One of the plans is to have a trailing stop. But for most, executing a trailing stop is very tough.
Sticking to a buy-the-dip approach has been the right thing to do in this market. Now we are once again at a juncture where we have to ask whether it is still the right thing to do? For those who are following the trend, there is no dilemma – the answer is yes, please stick to it. But for those who are into forecasting, there is always a dilemma, because there is no real answer to the question of whether this is the fall that will finally break the trend. So, for the forecasters, the job is made more difficult because they have to take a stance.
For sure, we have also forecast dips in earlier columns only to see the market remain down very briefly and then make a comeback. But we have made good by getting back into the trend as soon as it signalled us its intent.
This brings us down to the very question of why do I write this column or why are you reading this column?
I do this to keep myself prepared for all the eventualities that the market can show and I am certain that my readers too are placed similarly. Or should be. Many people believe that luck has much to do with success in the market. It does have a role but I don’t believe that to be the case. My view is that our effort and preparation are what make luck smile upon us from time to time. We don’t control luck, ever. So the next best thing to do is to control what we can – our effort and preparation. If we do this, we can also make the most of it when luck does smile upon us.

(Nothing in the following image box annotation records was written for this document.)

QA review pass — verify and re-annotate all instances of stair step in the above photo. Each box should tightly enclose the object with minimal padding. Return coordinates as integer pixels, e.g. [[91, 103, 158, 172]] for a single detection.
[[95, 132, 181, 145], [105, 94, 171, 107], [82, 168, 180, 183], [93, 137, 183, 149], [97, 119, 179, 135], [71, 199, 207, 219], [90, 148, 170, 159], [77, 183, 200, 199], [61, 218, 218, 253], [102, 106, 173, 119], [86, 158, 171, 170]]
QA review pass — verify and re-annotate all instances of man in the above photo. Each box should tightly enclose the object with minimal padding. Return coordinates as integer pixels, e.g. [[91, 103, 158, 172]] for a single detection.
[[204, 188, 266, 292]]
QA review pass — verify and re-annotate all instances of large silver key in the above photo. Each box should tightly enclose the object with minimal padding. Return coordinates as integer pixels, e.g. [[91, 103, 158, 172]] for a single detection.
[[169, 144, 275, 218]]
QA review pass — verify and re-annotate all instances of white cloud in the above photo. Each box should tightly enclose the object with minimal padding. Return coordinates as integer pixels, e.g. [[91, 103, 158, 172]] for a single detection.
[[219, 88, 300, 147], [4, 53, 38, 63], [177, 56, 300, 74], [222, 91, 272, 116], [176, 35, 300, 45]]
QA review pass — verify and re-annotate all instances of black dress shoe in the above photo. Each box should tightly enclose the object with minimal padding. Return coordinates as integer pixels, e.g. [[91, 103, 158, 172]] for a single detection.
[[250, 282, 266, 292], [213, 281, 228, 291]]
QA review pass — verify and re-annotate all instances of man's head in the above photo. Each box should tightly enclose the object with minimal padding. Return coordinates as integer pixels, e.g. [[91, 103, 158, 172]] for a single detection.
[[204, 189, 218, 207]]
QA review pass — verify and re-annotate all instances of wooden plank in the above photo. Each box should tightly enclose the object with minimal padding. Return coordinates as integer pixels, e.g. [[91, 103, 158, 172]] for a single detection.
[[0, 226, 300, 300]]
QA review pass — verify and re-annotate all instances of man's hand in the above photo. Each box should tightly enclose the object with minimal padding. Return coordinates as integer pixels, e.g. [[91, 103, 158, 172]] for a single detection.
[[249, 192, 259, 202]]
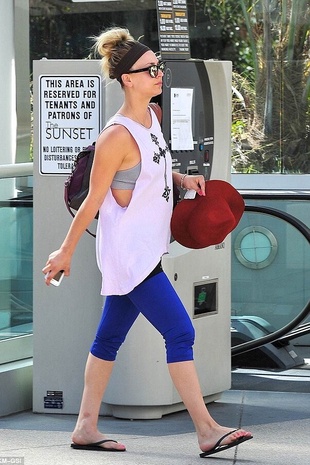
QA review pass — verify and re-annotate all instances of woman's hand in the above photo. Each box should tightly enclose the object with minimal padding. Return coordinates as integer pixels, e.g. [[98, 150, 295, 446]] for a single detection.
[[42, 249, 71, 286], [172, 171, 206, 196]]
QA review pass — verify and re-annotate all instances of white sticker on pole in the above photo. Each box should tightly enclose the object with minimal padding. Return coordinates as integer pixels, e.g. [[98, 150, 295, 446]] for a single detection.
[[39, 75, 101, 175]]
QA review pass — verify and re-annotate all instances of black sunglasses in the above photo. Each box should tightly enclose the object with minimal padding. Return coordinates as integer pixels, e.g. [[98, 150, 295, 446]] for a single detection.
[[126, 61, 166, 78]]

I generally avoid very forward-looking forecasts in these columns, preferring to track the moves and opine on what is immediately possible. The further out you go into the future the hazier it becomes. In the last week, I alluded to some aspects of WD Gann, the master forecaster of all time. Using one of his numerous methods, I reckon that the time window starting from Monday, Aug. 23 is a bit of a critical one for the market trend. If we cannot cross and hold above 16,575 levels now, the trend is in danger of slipping lower. If we do, then we get a fresh lease for higher targets and the time factor may get pushed to the second week of September. An important price inflection point in the next week could be 16,410. Take these price and time counts as indicative for creating a plan and not as absolutes. When you get into price and time match areas, it is best to remain cautious and trade only those where conviction is high.

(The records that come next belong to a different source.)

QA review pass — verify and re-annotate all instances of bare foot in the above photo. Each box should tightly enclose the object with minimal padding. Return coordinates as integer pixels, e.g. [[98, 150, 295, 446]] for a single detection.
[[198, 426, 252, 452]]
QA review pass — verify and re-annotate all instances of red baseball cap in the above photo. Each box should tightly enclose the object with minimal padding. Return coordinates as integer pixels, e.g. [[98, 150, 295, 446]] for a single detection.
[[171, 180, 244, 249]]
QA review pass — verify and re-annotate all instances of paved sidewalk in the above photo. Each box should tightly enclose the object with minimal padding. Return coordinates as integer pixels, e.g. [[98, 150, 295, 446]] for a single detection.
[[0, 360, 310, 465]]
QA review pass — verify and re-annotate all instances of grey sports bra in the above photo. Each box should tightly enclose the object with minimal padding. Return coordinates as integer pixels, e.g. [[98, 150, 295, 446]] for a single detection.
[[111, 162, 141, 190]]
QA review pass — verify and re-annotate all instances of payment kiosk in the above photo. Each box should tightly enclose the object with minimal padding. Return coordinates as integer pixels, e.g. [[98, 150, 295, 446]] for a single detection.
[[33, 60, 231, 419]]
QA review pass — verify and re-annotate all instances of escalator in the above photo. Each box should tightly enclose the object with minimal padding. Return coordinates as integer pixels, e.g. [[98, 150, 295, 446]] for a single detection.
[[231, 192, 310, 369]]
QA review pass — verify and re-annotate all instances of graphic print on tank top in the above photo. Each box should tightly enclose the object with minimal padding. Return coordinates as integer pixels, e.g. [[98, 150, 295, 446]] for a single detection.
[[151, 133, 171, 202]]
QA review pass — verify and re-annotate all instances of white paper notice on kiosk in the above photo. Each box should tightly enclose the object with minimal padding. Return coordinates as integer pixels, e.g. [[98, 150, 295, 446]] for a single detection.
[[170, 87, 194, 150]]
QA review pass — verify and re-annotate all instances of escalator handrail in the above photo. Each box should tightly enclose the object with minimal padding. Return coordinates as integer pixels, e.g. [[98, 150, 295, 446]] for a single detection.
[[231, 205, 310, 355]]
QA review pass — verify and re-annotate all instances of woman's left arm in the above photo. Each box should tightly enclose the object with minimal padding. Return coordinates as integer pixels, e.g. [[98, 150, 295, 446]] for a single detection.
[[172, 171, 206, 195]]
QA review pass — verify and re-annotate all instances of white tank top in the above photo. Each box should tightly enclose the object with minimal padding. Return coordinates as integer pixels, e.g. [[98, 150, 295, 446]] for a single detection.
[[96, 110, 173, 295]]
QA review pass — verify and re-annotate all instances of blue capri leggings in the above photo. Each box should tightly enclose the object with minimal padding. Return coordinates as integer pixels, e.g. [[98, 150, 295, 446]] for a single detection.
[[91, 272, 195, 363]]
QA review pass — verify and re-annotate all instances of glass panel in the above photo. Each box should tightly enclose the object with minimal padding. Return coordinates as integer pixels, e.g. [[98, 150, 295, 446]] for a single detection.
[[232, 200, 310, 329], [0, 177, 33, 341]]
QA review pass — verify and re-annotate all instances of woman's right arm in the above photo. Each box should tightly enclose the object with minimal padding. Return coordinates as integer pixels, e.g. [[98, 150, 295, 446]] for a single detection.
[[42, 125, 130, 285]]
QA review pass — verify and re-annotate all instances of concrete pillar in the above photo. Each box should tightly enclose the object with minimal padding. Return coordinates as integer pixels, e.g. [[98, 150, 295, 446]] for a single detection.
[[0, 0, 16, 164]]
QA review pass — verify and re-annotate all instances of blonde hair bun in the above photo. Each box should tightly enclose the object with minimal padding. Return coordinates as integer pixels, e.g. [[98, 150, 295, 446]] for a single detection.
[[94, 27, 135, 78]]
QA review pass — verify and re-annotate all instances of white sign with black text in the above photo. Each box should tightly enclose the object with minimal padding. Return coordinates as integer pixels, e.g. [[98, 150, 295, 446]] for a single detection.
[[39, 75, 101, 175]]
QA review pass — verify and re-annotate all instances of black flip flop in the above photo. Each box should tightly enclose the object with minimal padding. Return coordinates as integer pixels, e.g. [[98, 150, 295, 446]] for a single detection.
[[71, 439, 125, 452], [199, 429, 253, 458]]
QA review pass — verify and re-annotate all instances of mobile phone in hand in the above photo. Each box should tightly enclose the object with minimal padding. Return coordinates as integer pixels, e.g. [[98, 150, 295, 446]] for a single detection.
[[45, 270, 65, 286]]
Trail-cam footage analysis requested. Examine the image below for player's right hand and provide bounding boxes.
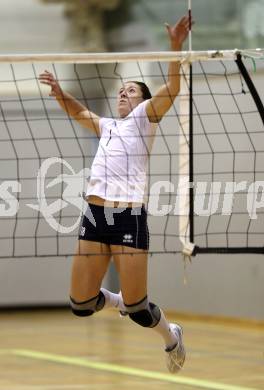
[38,70,62,96]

The breadth situation in the market is not a very happy one at the moment as indices are hitting all-time highs but stocks and sectors have not been keeping pace. In fact, the small and midcap space, the usual indicator of retail trade, has been struggling to stay with the uptrend. As mentioned earlier, the banks have been a drag, and metals that looked pretty spiffy until now were clobbered badly and charts of most leaders have undergone some damage. Ultimately, most of us trade stocks and if they are not performing then we do need to sit up and take notice. So, caution is the byword for the week ahead.
CK Narayan is an expert in technical analysis; founder of Growth Avenues, Chartadvise, and NeoTrader; and chief investment officer of Plus Delta Portfolios.
The views expressed here are those of the author, and do not necessarily represent the views of BloombergQuint or its editorial team.